A medida, anunciada nesta quarta-feira (5), atende ao pedido de suspensão feito pela Associação Brasileira de Mantenedoras de Ensino Superior (Abmes) e pela Associação Brasileira das Faculdades (Abrafi). Até o fechamento desta reportagem, o Ministério da Educação (MEC) não havia se pronunciado sobre o assunto.
Resultados do Enamed e Impacto nas Universidades
Os resultados do Enamed, divulgados em janeiro deste ano, mostraram que, dos 350 cursos de medicina avaliados, 107 obtiveram notas 1 e 2, consideradas insuficientes. Como consequência, 99 cursos se tornaram alvo de processos de supervisão e possíveis sanções por parte do governo federal. A maioria das instituições afetadas é de ensino privado, com 87 cursos registrando desempenho abaixo do esperado.
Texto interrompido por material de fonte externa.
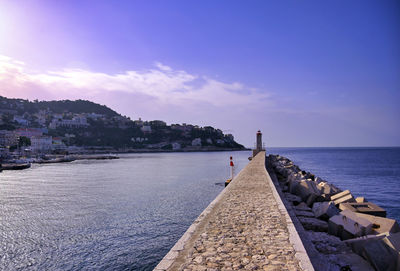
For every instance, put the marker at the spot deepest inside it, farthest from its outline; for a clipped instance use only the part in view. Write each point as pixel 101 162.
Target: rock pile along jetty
pixel 340 232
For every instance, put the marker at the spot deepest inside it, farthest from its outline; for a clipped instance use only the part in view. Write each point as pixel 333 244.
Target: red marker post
pixel 232 167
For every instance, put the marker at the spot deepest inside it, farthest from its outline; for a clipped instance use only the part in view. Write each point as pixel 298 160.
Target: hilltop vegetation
pixel 87 124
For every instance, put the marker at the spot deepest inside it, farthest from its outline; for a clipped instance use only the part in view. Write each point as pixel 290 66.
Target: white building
pixel 76 122
pixel 8 138
pixel 58 144
pixel 41 143
pixel 196 142
pixel 176 146
pixel 21 120
pixel 146 129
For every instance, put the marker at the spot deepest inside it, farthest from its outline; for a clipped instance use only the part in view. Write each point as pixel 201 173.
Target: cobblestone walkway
pixel 245 230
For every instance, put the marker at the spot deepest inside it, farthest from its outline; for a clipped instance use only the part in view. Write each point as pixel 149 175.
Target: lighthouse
pixel 259 146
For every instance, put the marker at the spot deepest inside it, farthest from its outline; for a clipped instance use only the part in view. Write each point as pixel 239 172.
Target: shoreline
pixel 97 155
pixel 337 229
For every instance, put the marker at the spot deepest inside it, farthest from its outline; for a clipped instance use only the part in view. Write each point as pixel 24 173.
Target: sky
pixel 306 73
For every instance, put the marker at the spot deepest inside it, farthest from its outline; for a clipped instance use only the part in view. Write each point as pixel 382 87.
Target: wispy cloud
pixel 163 83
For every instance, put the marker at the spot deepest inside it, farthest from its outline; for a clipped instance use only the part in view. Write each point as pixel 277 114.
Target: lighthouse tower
pixel 259 146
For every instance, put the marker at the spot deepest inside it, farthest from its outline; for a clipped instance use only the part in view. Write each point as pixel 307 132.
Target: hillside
pixel 86 124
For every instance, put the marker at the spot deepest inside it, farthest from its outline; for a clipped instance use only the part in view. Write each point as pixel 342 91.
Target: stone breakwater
pixel 245 228
pixel 339 232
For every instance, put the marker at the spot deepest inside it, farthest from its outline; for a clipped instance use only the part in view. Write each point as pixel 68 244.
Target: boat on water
pixel 15 166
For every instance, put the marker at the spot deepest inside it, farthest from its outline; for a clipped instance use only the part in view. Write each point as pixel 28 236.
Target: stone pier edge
pixel 294 238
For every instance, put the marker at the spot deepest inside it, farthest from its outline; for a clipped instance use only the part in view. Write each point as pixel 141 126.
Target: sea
pixel 126 214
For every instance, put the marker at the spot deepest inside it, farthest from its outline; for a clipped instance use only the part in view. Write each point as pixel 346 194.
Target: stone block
pixel 313 224
pixel 292 185
pixel 365 208
pixel 340 194
pixel 342 197
pixel 381 224
pixel 306 188
pixel 295 200
pixel 381 251
pixel 325 210
pixel 393 240
pixel 347 225
pixel 360 199
pixel 302 207
pixel 304 213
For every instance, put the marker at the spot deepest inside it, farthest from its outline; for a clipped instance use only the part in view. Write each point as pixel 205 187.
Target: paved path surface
pixel 243 229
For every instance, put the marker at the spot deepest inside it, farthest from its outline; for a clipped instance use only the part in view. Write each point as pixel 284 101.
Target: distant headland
pixel 80 126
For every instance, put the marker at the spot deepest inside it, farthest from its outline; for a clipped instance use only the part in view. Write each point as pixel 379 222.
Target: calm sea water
pixel 126 214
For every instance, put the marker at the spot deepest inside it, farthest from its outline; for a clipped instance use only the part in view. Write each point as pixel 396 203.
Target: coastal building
pixel 76 122
pixel 41 143
pixel 229 137
pixel 176 146
pixel 138 122
pixel 58 144
pixel 196 142
pixel 8 138
pixel 21 120
pixel 259 145
pixel 29 132
pixel 94 116
pixel 158 123
pixel 146 129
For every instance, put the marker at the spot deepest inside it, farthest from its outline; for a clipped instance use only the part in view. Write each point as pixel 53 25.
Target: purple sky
pixel 307 73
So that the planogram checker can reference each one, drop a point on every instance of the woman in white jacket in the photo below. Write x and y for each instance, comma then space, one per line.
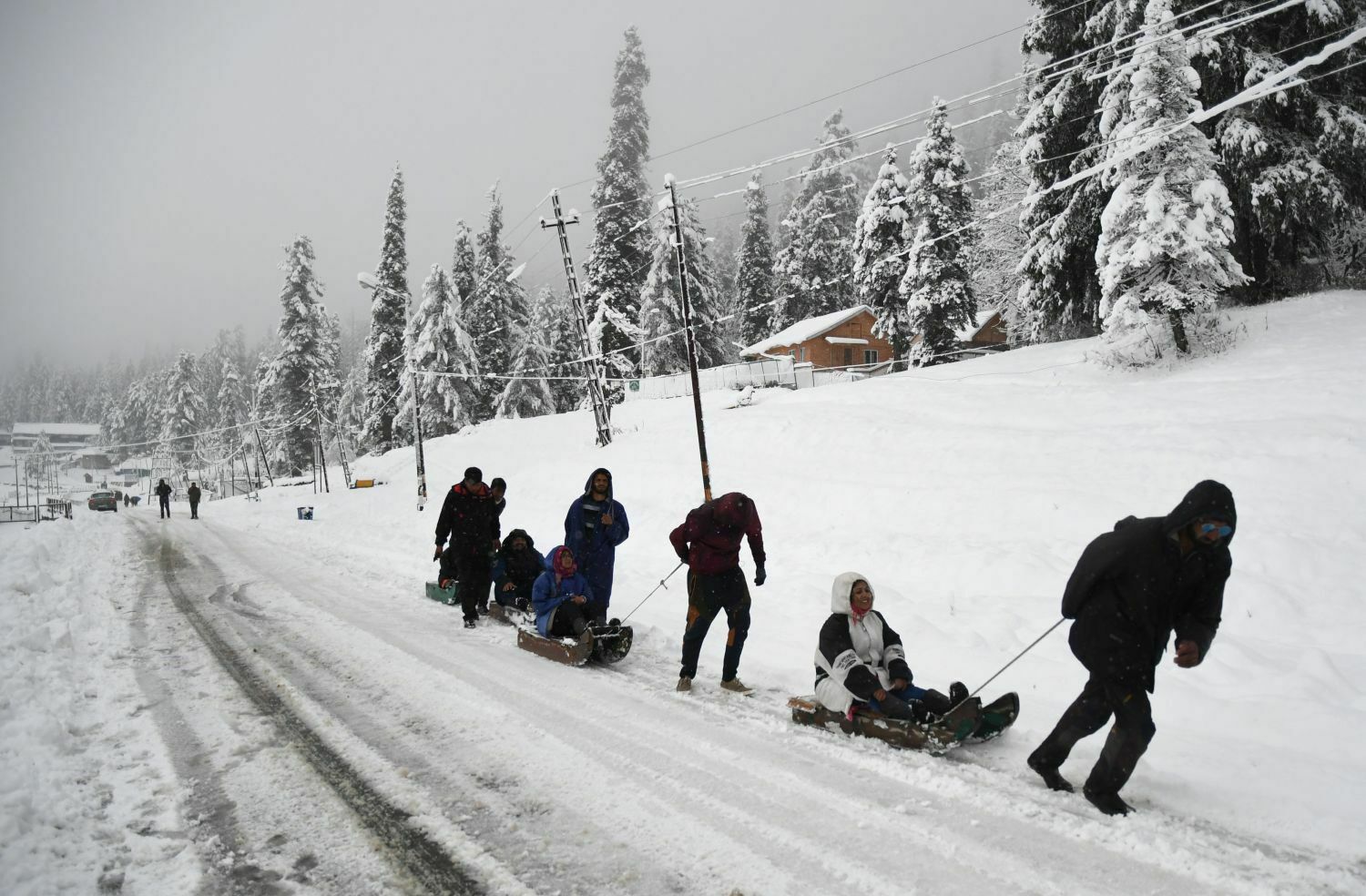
861, 661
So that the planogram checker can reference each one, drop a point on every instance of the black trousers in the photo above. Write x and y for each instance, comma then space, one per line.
474, 575
1127, 740
707, 596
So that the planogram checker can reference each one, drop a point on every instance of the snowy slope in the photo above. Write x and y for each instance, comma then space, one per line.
963, 492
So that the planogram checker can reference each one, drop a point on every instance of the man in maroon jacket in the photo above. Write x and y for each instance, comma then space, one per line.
709, 543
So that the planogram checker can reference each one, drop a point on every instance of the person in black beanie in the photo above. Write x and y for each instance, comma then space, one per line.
1128, 592
469, 519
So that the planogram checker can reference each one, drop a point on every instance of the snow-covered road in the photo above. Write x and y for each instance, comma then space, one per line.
538, 778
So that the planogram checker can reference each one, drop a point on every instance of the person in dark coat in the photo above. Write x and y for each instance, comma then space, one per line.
861, 661
163, 494
563, 597
1128, 592
467, 518
515, 570
593, 527
709, 544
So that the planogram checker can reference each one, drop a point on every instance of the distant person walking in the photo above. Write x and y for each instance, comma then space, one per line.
593, 527
709, 544
470, 521
1130, 589
164, 497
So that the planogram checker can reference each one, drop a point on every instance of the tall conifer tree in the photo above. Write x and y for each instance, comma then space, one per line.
880, 242
388, 319
619, 254
814, 262
754, 267
937, 286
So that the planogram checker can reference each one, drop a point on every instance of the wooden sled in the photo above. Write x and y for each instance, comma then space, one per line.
936, 738
604, 644
443, 596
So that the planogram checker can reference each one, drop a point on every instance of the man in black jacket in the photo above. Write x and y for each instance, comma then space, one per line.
1130, 589
163, 494
469, 519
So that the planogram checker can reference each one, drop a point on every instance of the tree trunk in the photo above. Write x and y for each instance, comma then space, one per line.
1177, 331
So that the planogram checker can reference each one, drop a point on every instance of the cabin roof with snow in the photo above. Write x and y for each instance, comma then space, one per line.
808, 330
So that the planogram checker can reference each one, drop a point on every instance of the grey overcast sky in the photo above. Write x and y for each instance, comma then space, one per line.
158, 155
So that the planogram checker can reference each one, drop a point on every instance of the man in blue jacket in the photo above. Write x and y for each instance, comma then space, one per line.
593, 527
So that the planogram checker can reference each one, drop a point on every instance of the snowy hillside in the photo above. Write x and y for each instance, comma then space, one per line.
963, 492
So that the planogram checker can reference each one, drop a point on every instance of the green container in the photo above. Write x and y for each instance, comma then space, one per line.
443, 595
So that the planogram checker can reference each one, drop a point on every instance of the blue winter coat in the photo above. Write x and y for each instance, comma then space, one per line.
593, 544
546, 593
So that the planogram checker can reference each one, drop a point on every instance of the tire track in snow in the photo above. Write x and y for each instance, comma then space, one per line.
425, 860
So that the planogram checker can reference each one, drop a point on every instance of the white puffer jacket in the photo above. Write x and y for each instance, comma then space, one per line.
855, 658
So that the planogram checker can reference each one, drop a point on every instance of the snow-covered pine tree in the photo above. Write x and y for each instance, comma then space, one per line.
936, 286
1292, 160
882, 237
436, 341
754, 267
619, 253
1059, 290
388, 319
814, 261
1167, 231
496, 313
532, 395
661, 300
306, 362
994, 257
185, 407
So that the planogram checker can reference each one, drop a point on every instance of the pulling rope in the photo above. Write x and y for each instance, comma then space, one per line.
656, 589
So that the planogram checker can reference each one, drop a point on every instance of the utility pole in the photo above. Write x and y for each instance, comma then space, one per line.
601, 410
264, 459
321, 445
688, 336
417, 442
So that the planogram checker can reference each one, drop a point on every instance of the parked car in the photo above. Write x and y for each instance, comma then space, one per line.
103, 502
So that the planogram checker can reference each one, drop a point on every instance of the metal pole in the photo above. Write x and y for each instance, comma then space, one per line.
417, 443
601, 410
688, 335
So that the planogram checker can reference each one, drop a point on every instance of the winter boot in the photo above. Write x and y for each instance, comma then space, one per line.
1106, 802
1049, 773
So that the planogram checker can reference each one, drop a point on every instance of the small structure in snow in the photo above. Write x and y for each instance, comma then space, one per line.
839, 339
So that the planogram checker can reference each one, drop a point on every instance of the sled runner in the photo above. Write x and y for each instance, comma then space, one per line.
937, 737
996, 718
443, 595
603, 644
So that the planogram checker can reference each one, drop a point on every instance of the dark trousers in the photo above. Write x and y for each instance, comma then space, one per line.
474, 576
568, 620
1127, 740
707, 596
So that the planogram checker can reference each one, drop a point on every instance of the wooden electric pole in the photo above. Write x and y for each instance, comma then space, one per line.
593, 374
688, 336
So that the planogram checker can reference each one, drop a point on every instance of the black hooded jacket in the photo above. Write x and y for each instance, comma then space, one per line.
1133, 587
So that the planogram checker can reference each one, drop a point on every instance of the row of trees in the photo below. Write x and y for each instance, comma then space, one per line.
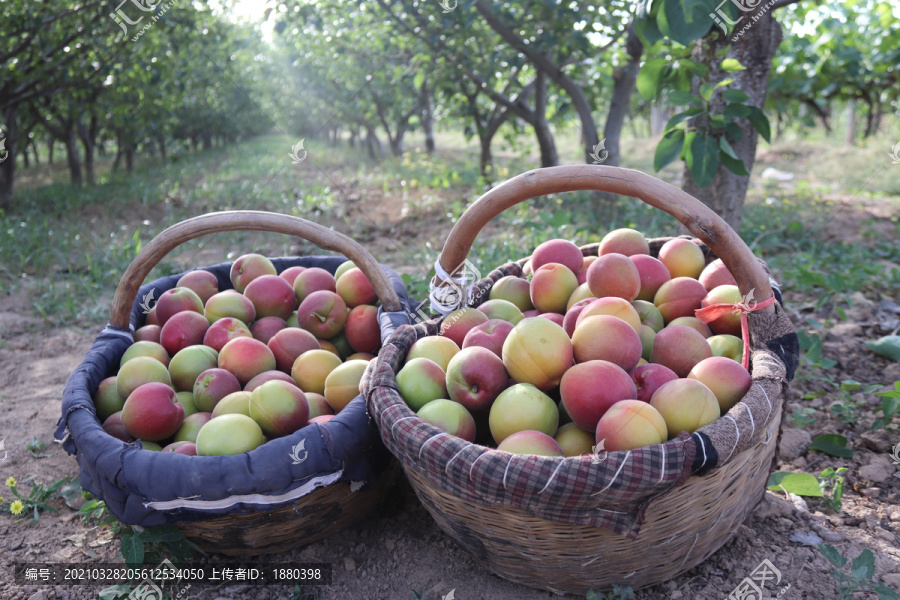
707, 73
497, 68
156, 75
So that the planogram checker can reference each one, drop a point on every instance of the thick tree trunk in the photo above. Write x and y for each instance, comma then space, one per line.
850, 133
549, 157
755, 50
428, 118
8, 166
72, 157
624, 79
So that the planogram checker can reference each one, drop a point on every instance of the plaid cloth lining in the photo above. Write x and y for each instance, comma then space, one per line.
611, 490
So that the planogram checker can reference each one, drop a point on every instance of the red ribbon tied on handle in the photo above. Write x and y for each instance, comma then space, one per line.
710, 313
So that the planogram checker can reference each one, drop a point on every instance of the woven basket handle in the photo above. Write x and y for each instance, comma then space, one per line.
696, 216
244, 220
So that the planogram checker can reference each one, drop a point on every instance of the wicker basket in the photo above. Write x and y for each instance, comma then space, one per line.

Desde a divulgação dos resultados, as entidades que representam as faculdades privadas criticaram a avaliação. Segundo elas, o tempo para preparar os alunos para o novo formato da prova foi inadequado, além de contestarem a exposição pública das notas baixas. Também foi levantada a questão de que o tamanho das turmas e o alto número de matrículas nas instituições privadas impactam negativamente nas médias.
Argumentos da Desembargadora e Expectativas Futuras
Na sua decisão, a desembargadora Maria do Carmo Cardoso endossou os argumentos das associações, destacando que a metodologia utilizada para o cálculo das notas foi definida após a aplicação do exame. A falta de divulgação prévia dos critérios de avaliação também foi questionada.
A desembargadora alertou que a manutenção das sanções baseadas nos resultados do Enamed pode causar "prejuízos graves e de difícil reparação" tanto para as instituições quanto para os alunos. A Abmes, em nota, considerou a decisão uma "valiosa janela de oportunidade" para promover um diálogo com o MEC. As entidades esperam que as mudanças necessárias sejam implementadas a tempo para o exame a ser realizado neste ano, visando sanar os problemas metodológicos e de transparência identificados na edição de 2025.
Essa decisão representa um passo significativo nas discussões sobre a qualidade do ensino médico no Brasil e a necessidade de avaliações justas e transparentes.